There is a huge gap in understanding the issues faced by micro and small enterprises. The government is clueless about the right solutions to help them. The issues can be classified into four ‘M’s — money, manpower, marketing, and materials. Each category poses different challenges to the micro and small enterprises. For example, frequent hikes in prices have turned many enterprises non-profitable as they are unable to control costs even though the selling price is constant for more than a year. The least the government can do is to create fair price shops and supply basic raw material where prices do not change for one year. Like this, each ‘M’ has a problem and the right solution too.

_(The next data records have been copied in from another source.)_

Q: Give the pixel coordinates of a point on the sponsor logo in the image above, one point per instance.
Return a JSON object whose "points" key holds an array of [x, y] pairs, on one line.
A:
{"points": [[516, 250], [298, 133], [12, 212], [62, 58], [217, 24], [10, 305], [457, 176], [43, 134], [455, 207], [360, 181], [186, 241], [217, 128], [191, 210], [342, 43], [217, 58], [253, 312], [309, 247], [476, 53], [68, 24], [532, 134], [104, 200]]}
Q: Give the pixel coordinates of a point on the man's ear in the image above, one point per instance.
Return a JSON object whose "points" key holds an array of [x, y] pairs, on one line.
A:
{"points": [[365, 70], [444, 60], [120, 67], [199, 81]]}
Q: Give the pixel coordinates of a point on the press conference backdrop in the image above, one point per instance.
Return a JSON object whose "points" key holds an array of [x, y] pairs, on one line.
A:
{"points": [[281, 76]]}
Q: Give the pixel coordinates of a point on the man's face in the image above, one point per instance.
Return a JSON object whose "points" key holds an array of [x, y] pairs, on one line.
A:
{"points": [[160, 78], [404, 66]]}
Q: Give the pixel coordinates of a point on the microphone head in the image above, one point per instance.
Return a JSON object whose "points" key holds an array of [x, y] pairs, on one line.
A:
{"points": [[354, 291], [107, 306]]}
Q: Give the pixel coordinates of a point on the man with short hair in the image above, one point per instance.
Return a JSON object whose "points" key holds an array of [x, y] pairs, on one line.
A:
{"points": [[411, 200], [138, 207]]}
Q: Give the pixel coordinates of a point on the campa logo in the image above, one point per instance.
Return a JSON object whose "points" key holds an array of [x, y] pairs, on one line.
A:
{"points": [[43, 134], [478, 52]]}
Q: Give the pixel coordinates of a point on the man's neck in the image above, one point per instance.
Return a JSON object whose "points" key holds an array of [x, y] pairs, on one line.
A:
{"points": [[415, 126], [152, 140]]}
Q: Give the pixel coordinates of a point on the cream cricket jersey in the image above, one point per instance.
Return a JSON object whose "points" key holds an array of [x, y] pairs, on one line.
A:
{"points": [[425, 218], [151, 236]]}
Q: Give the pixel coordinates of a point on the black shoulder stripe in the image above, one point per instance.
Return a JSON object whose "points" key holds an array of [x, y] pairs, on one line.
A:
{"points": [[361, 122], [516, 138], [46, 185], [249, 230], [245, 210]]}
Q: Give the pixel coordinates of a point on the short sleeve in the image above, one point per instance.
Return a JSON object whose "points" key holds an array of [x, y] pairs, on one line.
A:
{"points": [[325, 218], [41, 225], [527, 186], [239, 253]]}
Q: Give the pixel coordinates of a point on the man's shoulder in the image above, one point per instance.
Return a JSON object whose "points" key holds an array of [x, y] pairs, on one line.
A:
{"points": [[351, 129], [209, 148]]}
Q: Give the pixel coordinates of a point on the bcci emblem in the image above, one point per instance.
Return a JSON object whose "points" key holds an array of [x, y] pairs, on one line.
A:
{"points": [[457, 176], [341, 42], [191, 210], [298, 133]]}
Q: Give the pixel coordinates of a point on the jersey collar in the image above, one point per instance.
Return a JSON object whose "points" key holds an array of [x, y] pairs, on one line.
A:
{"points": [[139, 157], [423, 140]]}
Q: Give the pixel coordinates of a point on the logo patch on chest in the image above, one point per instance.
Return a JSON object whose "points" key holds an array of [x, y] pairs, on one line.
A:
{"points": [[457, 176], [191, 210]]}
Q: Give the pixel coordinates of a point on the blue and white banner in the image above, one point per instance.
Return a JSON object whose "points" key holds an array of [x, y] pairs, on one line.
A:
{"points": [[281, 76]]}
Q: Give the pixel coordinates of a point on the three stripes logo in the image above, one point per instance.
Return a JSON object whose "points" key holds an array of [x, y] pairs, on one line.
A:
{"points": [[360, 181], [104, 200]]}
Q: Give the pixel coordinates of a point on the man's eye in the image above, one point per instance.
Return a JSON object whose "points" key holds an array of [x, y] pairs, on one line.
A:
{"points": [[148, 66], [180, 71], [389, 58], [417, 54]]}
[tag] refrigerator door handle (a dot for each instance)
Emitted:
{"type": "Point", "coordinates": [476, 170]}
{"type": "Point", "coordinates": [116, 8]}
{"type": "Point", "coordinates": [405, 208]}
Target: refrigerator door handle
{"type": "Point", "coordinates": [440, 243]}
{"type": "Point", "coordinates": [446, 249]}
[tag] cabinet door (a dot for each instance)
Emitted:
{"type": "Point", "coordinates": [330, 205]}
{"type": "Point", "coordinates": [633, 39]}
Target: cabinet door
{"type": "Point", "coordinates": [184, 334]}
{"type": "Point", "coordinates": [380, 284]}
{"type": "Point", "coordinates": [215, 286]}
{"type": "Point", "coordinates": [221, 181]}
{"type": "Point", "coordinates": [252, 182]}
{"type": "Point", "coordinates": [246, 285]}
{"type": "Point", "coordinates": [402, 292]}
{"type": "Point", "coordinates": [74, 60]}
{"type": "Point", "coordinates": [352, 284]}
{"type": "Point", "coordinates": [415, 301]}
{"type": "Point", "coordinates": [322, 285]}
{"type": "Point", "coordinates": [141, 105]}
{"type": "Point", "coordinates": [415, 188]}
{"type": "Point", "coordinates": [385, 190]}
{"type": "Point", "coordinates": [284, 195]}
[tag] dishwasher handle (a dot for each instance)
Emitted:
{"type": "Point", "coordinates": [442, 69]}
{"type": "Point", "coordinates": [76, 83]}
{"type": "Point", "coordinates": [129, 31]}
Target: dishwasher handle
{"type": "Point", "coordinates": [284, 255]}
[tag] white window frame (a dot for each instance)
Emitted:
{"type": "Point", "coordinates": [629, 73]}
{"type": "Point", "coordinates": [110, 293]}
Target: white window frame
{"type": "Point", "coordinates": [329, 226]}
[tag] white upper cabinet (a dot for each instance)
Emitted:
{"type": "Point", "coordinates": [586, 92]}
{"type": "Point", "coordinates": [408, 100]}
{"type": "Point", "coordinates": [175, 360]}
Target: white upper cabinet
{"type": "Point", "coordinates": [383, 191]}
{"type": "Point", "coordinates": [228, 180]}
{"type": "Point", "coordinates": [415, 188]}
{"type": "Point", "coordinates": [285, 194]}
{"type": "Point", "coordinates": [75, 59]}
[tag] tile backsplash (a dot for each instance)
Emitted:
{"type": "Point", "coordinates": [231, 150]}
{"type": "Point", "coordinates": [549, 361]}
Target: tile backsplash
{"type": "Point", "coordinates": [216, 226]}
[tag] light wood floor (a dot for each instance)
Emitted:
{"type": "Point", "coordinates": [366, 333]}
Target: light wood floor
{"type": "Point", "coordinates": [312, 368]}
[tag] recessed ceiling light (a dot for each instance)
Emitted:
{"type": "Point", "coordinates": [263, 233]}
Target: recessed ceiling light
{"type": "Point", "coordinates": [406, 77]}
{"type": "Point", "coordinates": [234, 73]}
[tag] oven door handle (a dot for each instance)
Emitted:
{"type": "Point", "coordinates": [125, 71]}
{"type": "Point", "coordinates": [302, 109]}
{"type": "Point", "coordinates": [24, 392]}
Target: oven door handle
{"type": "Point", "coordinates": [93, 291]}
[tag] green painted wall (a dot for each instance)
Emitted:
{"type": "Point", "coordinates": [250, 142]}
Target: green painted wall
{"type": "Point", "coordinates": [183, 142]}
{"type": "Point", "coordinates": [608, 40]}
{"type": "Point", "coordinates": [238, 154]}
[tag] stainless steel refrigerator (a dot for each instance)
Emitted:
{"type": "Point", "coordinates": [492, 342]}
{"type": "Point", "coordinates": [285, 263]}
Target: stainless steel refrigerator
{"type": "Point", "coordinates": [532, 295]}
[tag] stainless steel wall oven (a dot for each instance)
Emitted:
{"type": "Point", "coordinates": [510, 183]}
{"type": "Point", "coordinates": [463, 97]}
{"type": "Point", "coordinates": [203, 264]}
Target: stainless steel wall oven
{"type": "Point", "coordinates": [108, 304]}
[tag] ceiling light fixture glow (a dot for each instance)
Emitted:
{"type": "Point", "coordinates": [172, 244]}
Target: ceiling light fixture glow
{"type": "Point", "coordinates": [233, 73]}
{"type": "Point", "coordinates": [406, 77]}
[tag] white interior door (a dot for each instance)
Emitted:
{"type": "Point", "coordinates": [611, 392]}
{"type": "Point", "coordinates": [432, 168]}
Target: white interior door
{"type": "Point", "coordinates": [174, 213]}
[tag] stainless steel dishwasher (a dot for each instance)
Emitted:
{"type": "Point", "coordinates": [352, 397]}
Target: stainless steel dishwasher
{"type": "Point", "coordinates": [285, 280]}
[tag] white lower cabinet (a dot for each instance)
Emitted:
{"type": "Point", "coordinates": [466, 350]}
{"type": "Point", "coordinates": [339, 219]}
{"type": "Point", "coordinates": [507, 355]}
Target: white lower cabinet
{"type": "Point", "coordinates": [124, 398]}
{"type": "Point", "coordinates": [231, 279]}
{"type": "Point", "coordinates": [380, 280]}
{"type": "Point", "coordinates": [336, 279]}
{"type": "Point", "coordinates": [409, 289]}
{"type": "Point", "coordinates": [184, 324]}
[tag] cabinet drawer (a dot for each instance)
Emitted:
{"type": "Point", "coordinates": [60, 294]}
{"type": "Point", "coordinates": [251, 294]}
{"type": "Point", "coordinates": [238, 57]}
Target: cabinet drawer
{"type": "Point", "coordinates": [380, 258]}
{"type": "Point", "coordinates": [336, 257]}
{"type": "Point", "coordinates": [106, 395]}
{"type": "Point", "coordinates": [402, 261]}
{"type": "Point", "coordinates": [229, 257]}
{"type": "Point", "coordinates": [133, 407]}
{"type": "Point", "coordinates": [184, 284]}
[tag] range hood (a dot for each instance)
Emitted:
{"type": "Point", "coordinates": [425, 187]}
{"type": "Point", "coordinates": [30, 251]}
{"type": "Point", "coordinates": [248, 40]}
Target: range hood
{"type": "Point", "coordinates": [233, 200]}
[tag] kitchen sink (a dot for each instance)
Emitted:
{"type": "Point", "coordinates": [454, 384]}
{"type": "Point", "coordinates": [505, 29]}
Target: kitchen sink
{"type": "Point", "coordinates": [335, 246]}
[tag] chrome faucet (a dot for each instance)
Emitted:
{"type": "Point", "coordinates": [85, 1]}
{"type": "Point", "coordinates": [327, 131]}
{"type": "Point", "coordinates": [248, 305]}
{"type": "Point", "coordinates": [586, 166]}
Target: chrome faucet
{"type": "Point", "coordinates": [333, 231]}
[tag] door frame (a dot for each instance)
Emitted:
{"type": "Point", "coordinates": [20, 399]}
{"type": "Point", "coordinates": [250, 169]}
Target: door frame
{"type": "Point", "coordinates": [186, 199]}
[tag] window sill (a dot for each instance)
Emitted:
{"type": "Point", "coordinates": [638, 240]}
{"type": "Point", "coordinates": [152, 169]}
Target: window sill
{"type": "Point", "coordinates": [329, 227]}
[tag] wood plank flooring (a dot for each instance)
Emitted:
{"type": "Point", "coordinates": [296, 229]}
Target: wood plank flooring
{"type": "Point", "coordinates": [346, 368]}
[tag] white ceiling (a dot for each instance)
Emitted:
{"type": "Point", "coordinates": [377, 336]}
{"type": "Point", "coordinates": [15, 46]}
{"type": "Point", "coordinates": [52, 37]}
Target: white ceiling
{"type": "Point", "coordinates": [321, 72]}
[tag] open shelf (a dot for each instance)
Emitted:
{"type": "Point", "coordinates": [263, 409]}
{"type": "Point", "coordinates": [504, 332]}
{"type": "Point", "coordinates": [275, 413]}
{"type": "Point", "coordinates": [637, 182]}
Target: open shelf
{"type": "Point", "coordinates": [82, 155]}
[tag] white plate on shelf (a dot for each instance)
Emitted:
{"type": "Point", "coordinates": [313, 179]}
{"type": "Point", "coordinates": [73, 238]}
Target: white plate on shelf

The government must enable auto remedies for short-term and long-term issues.

New schemes for leather and toys

Budget 2025 has announced a Focus Product Scheme for the footwear and leather sector to support design, component manufacturing, and non-leather footwear production, expected to create 2.2 million jobs and generate a turnover of Rs 4 lakh crore and exports of over Rs 1.1 lakh crore.

Building on the National Action Plan for Toys, the government will also implement a scheme to develop the clusters, skills, and manufacturing ecosystem in India to create better-quality toys and position India as a global toy manufacturing hub. However, we need to first see the details of the scheme and norms of eligibility. This may again end up benefitting a few medium sized enterprises with upto Rs 500 crore turnover. The cluster model of development for MSMEs can help provided right assistance and support is extended to the units established there.

The writer is national chairman, Association of Indian Entrepreneurs.